De un modo vago, se dio cuenta de que el fenómeno se debía a que alguien había escalado, de forma milagrosa, la fachada del edificio o parte de ella, y que ahora se apoyaba en la cornisa de la ventana. Hubo un momento de tenso silencio seguido por los movimientos del invasor, que se sostenía peligrosamente sobre la cornisa. Un haz de luz de color amarillo barrió la habitación en busca de alguna cosa y, por último, se detuvo un segundo en la cama.
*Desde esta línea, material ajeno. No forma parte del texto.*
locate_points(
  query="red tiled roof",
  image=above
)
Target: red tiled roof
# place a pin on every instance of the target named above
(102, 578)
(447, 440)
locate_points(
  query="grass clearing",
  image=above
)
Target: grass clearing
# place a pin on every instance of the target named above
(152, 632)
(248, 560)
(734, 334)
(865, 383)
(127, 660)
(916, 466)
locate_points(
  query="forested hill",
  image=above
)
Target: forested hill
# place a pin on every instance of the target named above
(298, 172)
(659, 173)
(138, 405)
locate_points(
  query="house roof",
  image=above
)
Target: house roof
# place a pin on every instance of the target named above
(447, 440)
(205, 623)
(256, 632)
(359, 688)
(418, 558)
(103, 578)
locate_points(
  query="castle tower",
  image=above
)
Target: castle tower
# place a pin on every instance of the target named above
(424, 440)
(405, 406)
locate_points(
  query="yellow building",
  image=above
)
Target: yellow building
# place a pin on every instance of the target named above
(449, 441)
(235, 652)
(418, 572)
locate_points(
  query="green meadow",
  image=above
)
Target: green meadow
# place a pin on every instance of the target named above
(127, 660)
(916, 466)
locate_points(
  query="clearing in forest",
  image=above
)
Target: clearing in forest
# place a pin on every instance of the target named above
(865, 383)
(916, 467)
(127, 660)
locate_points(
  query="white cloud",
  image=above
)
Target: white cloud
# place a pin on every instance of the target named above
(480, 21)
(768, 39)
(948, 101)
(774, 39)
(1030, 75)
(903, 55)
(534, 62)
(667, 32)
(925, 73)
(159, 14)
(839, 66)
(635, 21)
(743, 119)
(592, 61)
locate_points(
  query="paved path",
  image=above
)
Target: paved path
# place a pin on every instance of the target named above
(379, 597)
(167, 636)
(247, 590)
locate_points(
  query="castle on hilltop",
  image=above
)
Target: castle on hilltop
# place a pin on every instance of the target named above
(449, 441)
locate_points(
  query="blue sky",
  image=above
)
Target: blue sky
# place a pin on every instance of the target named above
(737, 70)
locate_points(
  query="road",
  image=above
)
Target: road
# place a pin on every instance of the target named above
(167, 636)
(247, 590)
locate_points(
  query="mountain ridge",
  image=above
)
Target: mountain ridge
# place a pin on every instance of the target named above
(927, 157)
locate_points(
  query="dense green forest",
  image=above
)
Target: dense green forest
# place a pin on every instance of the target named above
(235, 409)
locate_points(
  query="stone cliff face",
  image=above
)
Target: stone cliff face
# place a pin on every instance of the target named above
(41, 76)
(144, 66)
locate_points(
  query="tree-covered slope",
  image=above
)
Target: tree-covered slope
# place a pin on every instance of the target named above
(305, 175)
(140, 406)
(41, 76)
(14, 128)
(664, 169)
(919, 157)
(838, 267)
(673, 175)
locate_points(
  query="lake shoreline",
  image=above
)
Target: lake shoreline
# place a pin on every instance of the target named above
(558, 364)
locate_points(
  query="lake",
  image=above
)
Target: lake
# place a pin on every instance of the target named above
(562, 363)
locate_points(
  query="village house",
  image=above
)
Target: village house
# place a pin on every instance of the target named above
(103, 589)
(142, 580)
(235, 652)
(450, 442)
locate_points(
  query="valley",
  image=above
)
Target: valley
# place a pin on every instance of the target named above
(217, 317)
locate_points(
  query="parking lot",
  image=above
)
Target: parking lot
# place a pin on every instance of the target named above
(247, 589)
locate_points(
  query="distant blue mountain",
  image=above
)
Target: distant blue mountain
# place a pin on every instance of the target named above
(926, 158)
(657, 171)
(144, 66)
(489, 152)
Mark Hepburn contuvo el aliento; casi traicionó su presencia.
¡El aspecto de la cama desordenada daba a entender que alguien dormía allí con la sábana cubriéndole la cabeza!
Las palabras de Nayland Smith resonaron en la mente de Hepburn: «El doctor Fu-Manchú se ha convertido en un esclavo de la rutina. Para él, es un hábito probar sus agentes mortales en otras personas y, si el resultado es satisfactorio, utilizarlos conmigo…»
La oscura silueta encaramada al antepecho de la ventana introdujo en la habitación una especie de varilla telescópica. La desplegó hasta la cama… De ella colgaba algo que parecía una caja cuadrada. El visitante retiró la varilla. Realizó todo esto con el mínimo ruido. Hepburn, con los oídos pendientes de la señal esperada, observaba. El intruso tomó una cuerda fina, la tensó y la sacudió.
De repente, se oyó un siseo persistente.
—¡Dispare! —soltó Nayland Smith—. ¡Dispare a ese hombre, Hepburn!